L’Europe, avant d’être une construction politique, est un fantasme culturel, un mythe, une princesse phénicienne amie des nymphes, une idée. Le silence obstiné des candidats aux élections européennes, de toutes les nations, sur les politiques culturelles qu’ils veulent mettre en place, témoigne de leur cécité historique, et ouvre la porte au pire des scénarios possibles : celui d’une Europe qui revient à sa féodalité, une Europe forteresse s’érigeant contre le monde, ses circulations, ses impuretés, ses migrations, contre la diversité sociale et d’origine des citoyens qui la composent, et contre sa propre histoire de progrès social et de lumière des esprits.

Une Europe de progrès

Pourtant l’idée d’une Europe politique affranchie des monarchies autoritaires et des féodalités est née sous des plumes littéraires. Montesquieu rêve d’une « nation composée de plusieurs » qui irait jusqu’à « la Moscovie », et dont l’unité reposerait sur le « doux commerce », source d’échange et de prospérité. Une vision que l’on nommerait aujourd’hui libérale et qui a prévalu à la construction européenne de Jean Monnet et Robert Schuman, fondée sur le commerce, le charbon, l’acier et la politique agricole commune. 

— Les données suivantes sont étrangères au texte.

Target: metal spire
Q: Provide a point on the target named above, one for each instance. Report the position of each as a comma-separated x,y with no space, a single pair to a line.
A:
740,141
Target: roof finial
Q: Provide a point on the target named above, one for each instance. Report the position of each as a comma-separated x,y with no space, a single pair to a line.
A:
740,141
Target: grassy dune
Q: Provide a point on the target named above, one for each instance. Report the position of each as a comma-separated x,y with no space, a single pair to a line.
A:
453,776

À cette vision s’opposait dès le XVIIIe siècle Rousseau, qui imaginait une Europe politique qui garantirait « une paix perpétuelle et universelle » en se dotant d’un nouveau contrat social liant non les gouvernements, mais « les Peuples ». Victor Hugo et son lyrisme, qui imaginait des États-Unis d’Europe fondés sur la « fraternité », s’inscrit dans cette idée d’une construction par les peuples d’un système de gouvernement commun, fédération ou confédération, qui les préserve de la guerre menée par les monarques et autres autocrates. 

Ces idées sont aujourd’hui encore à l’œuvre dans les gauches et les droites européennes, qui semblent pourtant avoir oublié que leurs fondements profonds sont culturels et philosophiques.

Au nom des Pères

L’extrême droite quant à elle ne l’ignore pas, et oppose à ces Europe de paix, libérale ou sociale, l’Europe des Patries, celle que nos États nations, nos Républiques, nos démocraties, croyaient avoir vaincue : celle du souverainisme chrétien, enraciné, reposant sur un ordre familial qui reproduit en son sein l’autocratie par la domination du père, et sur l’inégalité des « patrimoines », mot qui désigne à la fois la fortune et la culture, et établit des hiérarchies entre les peuples et les classes sociales. 

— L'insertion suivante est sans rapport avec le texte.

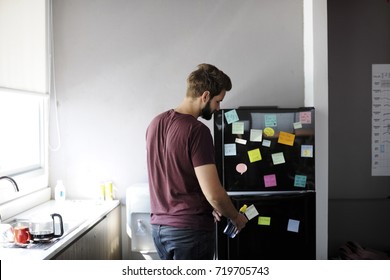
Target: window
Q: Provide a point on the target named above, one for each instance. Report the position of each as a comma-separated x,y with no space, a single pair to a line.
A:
24,93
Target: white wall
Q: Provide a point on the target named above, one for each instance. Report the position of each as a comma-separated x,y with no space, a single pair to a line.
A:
118,63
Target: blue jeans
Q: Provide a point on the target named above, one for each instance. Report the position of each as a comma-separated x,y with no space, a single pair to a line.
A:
183,244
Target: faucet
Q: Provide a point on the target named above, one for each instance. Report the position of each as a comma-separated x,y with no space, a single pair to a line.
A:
12,181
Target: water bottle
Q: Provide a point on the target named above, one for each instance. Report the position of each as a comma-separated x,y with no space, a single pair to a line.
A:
59,192
230,229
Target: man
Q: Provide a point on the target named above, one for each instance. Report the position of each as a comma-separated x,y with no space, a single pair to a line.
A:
185,191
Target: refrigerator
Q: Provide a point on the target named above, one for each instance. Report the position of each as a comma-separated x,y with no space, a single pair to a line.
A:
265,159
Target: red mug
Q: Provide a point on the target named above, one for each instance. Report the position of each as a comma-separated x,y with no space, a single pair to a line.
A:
22,235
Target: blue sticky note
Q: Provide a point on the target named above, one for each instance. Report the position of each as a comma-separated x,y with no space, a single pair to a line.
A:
270,121
300,181
231,116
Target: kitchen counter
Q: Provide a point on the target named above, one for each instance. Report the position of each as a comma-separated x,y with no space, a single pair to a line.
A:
78,217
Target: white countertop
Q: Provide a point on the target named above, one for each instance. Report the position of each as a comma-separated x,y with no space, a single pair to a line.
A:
78,215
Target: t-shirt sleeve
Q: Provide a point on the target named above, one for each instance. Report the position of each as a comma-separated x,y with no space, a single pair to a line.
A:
202,148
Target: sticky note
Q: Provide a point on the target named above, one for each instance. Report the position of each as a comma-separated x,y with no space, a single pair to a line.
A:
231,116
266,143
241,168
300,181
270,120
293,225
305,117
286,138
256,135
307,151
297,125
254,155
240,141
251,212
270,180
269,131
230,150
264,221
238,128
278,158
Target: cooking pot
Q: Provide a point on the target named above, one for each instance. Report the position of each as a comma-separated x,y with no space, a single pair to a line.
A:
45,229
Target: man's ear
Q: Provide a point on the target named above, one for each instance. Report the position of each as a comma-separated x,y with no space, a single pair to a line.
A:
205,96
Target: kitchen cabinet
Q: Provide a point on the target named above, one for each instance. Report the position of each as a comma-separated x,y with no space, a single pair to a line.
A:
101,242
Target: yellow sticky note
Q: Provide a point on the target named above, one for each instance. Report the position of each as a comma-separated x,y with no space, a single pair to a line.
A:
278,158
264,221
286,138
254,155
269,131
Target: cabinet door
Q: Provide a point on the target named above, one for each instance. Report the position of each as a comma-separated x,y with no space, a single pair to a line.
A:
101,242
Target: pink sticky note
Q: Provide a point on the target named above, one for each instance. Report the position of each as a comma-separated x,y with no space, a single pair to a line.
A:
270,180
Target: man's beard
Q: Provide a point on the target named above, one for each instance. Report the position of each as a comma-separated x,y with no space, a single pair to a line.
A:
206,112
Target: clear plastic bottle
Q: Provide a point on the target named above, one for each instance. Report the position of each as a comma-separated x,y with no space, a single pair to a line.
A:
59,191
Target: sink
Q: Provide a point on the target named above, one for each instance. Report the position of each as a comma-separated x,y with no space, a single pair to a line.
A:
69,226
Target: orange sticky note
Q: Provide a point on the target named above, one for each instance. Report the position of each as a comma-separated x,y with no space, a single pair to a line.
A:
286,138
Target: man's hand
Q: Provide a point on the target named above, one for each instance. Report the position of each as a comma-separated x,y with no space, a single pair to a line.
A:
217,215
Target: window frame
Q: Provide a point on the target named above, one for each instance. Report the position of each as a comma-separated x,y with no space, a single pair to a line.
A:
34,179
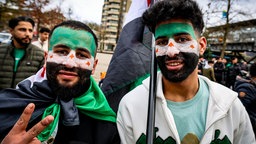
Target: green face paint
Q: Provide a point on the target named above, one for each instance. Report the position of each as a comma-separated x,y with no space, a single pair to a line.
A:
73,39
170,29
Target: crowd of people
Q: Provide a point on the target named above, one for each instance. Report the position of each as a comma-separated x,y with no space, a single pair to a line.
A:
59,101
223,71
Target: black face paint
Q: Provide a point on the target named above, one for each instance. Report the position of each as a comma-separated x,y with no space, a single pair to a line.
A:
190,61
64,92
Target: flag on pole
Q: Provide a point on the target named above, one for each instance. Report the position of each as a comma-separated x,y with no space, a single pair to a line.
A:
131,61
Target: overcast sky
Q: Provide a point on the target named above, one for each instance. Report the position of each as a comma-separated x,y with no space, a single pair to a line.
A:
91,10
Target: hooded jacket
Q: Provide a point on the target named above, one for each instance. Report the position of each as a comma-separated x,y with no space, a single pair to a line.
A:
227,120
31,62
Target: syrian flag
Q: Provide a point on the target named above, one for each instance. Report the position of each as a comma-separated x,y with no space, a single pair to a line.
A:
131,60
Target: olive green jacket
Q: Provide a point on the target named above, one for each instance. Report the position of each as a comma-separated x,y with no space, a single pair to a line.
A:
30,63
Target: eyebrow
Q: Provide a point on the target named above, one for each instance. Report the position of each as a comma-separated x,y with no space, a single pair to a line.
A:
83,49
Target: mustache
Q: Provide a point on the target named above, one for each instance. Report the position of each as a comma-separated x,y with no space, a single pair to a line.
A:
179,56
58,67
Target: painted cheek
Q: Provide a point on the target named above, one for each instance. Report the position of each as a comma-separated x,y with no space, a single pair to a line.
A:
170,49
175,48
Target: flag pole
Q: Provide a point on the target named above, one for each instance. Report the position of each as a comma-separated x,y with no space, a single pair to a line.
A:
152,96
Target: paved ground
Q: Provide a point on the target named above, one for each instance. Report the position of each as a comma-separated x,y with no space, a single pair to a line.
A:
103,62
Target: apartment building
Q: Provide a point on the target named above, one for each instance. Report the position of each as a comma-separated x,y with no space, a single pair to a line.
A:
113,14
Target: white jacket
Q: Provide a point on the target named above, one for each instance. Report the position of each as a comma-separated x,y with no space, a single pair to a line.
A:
227,119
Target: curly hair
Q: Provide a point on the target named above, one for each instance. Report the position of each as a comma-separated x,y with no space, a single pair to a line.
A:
174,9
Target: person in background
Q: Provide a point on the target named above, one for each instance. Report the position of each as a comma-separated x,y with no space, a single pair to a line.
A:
201,64
246,89
233,71
219,70
189,108
102,77
65,90
208,71
19,59
42,41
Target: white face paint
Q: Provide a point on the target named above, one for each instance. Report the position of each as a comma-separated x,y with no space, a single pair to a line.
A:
71,60
173,48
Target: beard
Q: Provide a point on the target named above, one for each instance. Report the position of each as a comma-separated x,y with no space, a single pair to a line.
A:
190,61
20,41
66,93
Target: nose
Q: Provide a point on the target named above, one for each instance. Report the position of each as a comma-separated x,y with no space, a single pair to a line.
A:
70,61
172,50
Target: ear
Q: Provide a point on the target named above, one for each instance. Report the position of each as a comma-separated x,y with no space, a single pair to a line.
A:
94,65
11,31
45,57
202,45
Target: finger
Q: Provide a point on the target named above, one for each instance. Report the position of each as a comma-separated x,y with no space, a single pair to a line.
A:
38,128
22,122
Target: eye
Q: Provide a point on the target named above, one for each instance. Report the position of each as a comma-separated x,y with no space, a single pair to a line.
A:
61,52
162,42
82,55
182,38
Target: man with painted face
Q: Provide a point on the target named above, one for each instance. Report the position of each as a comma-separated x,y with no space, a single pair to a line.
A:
189,108
19,59
65,90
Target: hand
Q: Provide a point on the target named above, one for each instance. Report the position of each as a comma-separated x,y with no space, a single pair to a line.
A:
19,135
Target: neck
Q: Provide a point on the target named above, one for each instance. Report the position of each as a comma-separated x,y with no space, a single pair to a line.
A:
17,45
181,91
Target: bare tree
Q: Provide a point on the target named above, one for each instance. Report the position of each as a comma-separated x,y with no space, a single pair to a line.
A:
225,12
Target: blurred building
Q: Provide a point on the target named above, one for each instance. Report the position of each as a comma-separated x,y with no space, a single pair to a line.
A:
113,14
240,39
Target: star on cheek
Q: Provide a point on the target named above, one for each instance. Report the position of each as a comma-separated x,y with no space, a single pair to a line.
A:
192,46
71,56
88,63
171,44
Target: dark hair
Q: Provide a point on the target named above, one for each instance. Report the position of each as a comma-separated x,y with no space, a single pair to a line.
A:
233,58
15,21
77,26
210,62
44,29
253,70
174,9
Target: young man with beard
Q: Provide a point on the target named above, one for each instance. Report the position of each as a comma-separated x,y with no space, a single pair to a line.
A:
19,59
189,108
64,89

Cette Europe, tenue loin des représentations et des désirs par l’effroi post-nazisme, se redéploie aujourd’hui sans retenue, reposant sur l’échec du « doux commerce » qui a triomphé dans l’espace européen, en exploitant les colonies et les travailleurs jusqu’à rompre le contrat social. 

C’est pourtant en affirmant les droits culturels de tous·tes contre les patries, les patriarcats et les patrimoines qu’un nouvel universalisme pluriversel pourrait faire renaître l’idée d’Europe. Fraternelle, égalitaire et sororale.